After last season's vision of a hard-stomping girl on the Chloé runway, a slightly different spirit blew in for Spring. She made one of the season's more offbeat counterpoints to the pretty chiffon drift of fashion—it was romantic and layered, but with the retro-cuteness cauterized by an intrinsic graphic modernity. Paulo Melim Andersson's close-to-the-body, drop-waisted, flyaway patchworked dresses, which ran throughout his show, were partly abstracted, he said, from the idea of wind and sails (he's a keen sailor in his spare time.)

There was something fresh in the collection, which featured a lot of painterly prints that echoed Melim Andersson's previous tenure at Marni, as well as a few rare thoughts about how to make transparency passable on a daily basis. As diaphanous as the asymmetrically tucked dresses and tiny wrapped skirts may be at first sight, each one came with some kind of under- or over-piece to ameliorate exposure issues. The top pieces were long, sleeveless blazers (a Paris trend) or long-line knits, and the under-things were chiffon leggings or shorts.

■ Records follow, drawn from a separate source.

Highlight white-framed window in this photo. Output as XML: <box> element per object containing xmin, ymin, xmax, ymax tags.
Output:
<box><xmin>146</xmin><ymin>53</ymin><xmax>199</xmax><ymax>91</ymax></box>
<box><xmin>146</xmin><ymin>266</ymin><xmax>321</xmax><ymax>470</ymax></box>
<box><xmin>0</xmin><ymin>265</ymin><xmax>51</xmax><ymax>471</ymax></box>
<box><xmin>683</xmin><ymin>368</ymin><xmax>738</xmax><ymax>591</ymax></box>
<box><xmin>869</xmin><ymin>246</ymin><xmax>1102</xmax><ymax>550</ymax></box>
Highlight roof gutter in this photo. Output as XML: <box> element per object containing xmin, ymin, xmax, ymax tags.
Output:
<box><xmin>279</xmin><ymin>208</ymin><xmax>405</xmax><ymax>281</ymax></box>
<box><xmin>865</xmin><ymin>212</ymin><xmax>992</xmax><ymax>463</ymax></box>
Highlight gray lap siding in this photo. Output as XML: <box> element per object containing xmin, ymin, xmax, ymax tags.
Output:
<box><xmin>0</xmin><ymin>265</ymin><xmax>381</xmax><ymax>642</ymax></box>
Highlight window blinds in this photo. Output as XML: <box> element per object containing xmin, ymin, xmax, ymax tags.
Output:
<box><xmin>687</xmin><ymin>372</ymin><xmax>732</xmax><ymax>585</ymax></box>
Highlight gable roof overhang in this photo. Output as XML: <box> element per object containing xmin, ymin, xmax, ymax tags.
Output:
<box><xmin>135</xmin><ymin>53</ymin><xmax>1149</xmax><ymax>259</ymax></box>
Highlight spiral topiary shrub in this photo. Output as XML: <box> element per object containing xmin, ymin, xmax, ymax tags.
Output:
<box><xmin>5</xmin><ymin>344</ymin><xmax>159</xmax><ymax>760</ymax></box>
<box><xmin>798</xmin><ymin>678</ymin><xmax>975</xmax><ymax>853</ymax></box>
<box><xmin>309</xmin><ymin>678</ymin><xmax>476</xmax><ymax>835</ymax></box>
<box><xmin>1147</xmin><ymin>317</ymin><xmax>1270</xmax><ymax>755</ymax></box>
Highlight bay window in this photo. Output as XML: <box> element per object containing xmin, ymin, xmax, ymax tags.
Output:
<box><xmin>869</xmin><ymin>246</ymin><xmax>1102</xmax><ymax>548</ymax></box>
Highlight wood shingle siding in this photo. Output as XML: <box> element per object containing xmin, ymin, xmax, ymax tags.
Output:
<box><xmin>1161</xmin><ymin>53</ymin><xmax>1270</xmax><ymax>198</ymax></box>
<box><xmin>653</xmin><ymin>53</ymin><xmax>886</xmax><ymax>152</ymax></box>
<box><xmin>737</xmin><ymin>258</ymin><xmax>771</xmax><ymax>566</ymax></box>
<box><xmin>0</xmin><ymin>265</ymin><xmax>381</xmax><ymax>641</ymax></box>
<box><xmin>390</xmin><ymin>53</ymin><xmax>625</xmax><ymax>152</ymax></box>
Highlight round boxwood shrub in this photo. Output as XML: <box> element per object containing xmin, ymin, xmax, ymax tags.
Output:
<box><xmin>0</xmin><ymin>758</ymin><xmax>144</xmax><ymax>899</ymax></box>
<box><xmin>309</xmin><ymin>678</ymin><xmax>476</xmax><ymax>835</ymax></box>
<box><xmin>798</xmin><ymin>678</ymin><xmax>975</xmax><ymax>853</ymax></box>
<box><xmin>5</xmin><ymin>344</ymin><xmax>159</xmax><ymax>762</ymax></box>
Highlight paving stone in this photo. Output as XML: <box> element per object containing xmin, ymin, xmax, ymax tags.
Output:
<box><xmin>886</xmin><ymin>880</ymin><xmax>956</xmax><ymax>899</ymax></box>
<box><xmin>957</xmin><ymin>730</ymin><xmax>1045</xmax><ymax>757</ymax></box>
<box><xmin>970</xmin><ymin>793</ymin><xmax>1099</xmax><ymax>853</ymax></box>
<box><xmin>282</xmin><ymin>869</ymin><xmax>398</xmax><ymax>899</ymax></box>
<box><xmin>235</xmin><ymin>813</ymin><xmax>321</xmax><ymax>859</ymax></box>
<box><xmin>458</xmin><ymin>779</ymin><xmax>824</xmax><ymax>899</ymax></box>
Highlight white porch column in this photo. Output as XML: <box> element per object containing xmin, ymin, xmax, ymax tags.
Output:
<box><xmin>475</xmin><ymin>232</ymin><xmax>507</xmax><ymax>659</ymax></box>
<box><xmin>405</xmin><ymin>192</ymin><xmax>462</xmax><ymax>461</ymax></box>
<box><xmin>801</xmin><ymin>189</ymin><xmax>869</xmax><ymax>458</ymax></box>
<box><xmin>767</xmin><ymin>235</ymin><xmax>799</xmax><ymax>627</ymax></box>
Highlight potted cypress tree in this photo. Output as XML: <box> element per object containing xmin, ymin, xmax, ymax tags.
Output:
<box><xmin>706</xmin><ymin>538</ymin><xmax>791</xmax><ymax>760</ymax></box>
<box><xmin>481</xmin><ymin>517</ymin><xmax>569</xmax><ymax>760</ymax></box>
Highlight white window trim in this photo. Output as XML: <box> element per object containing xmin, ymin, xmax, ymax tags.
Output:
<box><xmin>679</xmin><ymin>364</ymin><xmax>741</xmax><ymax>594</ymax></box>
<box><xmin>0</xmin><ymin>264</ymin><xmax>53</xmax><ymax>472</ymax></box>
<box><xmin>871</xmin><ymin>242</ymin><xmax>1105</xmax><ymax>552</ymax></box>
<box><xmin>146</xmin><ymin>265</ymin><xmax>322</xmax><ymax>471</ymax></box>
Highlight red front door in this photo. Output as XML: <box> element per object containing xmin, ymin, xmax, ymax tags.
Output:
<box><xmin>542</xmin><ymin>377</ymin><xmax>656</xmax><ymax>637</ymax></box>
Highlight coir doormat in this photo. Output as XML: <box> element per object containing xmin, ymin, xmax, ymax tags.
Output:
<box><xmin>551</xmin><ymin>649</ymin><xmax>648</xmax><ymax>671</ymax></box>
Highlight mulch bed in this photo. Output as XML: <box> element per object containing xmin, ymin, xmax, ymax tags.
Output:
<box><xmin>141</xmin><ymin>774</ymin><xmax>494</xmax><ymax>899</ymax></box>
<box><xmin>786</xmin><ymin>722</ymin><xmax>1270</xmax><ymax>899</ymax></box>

If it wasn't perfect (there was a lot of repetition of that one combination of elements), by the end, there was certainly a clear image of what Chloé will be for summer. Better, there was also a sense in which this collection had reverted, in a contemporary way, to the old-time Chloé of the early seventies, when Karl Lagerfeld made it the go-to label for fashion-sensitive hippie girls. The fact that Melim Andersson managed to make this link, however tenuously, is a point in his favor. Though the memory of Phoebe Philo's recent successes at Chloé weighs heavily on his shoulders, this emerging young designer is right to start asserting a fresh point of view in his own way.